At least 17 dead in string of Iraq attacks

Gunmen killed two relatives of a senior Kurdish official and 14 others died in a string of bombings and shootings overnight and on Sunday, shattering three days of relative calm that followed the country's first election for a full-term parliament. In the northern city of Kirkuk, two relatives of an official of the Patriotic Union of Kurdistan, one of the two main Kurdish parties, were shot late Saturday as they walked near their house, police said. In Baghdad, a roadside bomb on Sunday killed three police officers and wounded two, while another left one policeman dead and two wounded in the northern town of Tuz, 110 kilometers south of Kirkuk, on Saturday night police said. Another roadside bomb killed at least one woman and injured 11 others in the northern Shiite neighborhood of Kazimiyah, police said. Unidentified gunmen in separate incidents killed a police Lt.
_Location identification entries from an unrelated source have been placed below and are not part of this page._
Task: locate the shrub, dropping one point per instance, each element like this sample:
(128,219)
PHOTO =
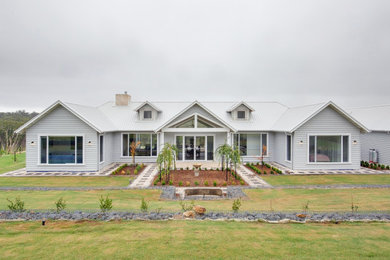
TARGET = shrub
(144,205)
(236,205)
(105,203)
(18,205)
(60,205)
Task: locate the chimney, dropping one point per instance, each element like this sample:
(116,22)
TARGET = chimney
(122,99)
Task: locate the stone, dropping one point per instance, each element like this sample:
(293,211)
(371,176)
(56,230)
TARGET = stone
(189,214)
(199,210)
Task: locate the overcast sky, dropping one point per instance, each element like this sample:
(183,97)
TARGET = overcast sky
(295,52)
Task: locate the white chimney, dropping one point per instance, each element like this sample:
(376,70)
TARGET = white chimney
(122,99)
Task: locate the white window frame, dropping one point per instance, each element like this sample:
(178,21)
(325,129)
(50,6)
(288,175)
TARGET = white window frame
(195,135)
(104,146)
(291,144)
(128,139)
(47,150)
(261,143)
(341,152)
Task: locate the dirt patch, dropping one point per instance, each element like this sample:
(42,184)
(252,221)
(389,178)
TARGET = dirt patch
(126,169)
(209,178)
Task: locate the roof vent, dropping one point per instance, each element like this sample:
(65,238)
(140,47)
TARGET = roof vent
(122,99)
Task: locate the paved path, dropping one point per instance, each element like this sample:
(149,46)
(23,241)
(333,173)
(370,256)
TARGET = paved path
(23,173)
(146,177)
(362,171)
(251,178)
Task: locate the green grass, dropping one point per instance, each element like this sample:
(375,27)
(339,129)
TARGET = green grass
(7,162)
(326,179)
(279,200)
(56,181)
(193,240)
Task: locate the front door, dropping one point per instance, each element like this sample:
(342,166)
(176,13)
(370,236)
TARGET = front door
(199,148)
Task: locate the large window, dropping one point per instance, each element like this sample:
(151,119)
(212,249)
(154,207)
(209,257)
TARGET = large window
(251,144)
(329,148)
(147,146)
(61,149)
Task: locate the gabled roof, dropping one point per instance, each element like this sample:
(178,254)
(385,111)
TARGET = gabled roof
(374,117)
(188,107)
(239,104)
(51,108)
(147,103)
(295,117)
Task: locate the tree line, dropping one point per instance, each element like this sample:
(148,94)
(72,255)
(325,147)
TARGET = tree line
(9,122)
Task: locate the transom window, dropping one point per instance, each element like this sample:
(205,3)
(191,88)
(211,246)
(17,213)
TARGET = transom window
(61,149)
(329,148)
(147,147)
(241,114)
(251,144)
(196,122)
(147,114)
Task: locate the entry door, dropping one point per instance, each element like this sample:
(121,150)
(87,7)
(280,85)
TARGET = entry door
(189,143)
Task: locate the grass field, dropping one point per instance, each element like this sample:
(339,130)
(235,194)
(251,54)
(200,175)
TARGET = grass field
(193,240)
(66,181)
(279,200)
(326,179)
(7,162)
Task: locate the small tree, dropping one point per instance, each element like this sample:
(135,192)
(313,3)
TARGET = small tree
(133,149)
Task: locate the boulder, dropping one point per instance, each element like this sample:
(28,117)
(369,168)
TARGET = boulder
(189,214)
(199,210)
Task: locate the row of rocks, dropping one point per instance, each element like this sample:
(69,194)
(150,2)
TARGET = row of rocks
(272,217)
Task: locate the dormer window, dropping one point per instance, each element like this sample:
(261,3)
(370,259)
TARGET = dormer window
(241,114)
(147,114)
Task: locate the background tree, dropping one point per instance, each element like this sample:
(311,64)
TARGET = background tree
(133,149)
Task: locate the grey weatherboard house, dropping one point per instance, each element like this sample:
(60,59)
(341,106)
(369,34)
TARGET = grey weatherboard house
(70,137)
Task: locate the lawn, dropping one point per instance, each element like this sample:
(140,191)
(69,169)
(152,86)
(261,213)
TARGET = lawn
(325,179)
(56,181)
(257,200)
(7,162)
(192,240)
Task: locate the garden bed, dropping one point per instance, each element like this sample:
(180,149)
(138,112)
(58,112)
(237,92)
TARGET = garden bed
(129,169)
(206,178)
(265,169)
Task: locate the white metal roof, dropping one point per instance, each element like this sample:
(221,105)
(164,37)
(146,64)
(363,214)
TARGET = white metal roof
(266,116)
(376,118)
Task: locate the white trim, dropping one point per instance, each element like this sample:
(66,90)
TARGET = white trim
(286,151)
(51,108)
(341,152)
(47,150)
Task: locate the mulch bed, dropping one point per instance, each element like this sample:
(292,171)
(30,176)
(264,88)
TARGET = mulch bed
(128,170)
(187,178)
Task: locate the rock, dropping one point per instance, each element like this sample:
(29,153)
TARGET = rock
(189,214)
(199,210)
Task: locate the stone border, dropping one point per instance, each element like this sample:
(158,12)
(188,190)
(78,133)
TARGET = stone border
(270,217)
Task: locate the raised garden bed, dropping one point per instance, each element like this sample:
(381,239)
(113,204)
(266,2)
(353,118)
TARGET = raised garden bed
(374,166)
(263,169)
(129,169)
(206,178)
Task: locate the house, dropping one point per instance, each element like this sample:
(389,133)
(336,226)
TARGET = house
(70,137)
(376,119)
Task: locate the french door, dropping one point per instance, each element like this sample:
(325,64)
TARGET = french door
(195,148)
Colonel and an Interior Ministry employee as they were driving to work in western Baghdad. A police captain and his driver were shot and killed in south Baghdad while two people, including an Interior Ministry driver, were killed in Baghdad's Shiite Sadr City slum. A suicide bomber killed a police officer and injured another two when he blew up a bomb in a mini van at a checkpoint along the a highway in eastern Baghdad near the Interior Ministry. On Sunday, police found the body of a former Iraqi Army officer at a fuel station in the center of the capital. Abbas Abdullah Fadhl had been shot to death in his car, they said.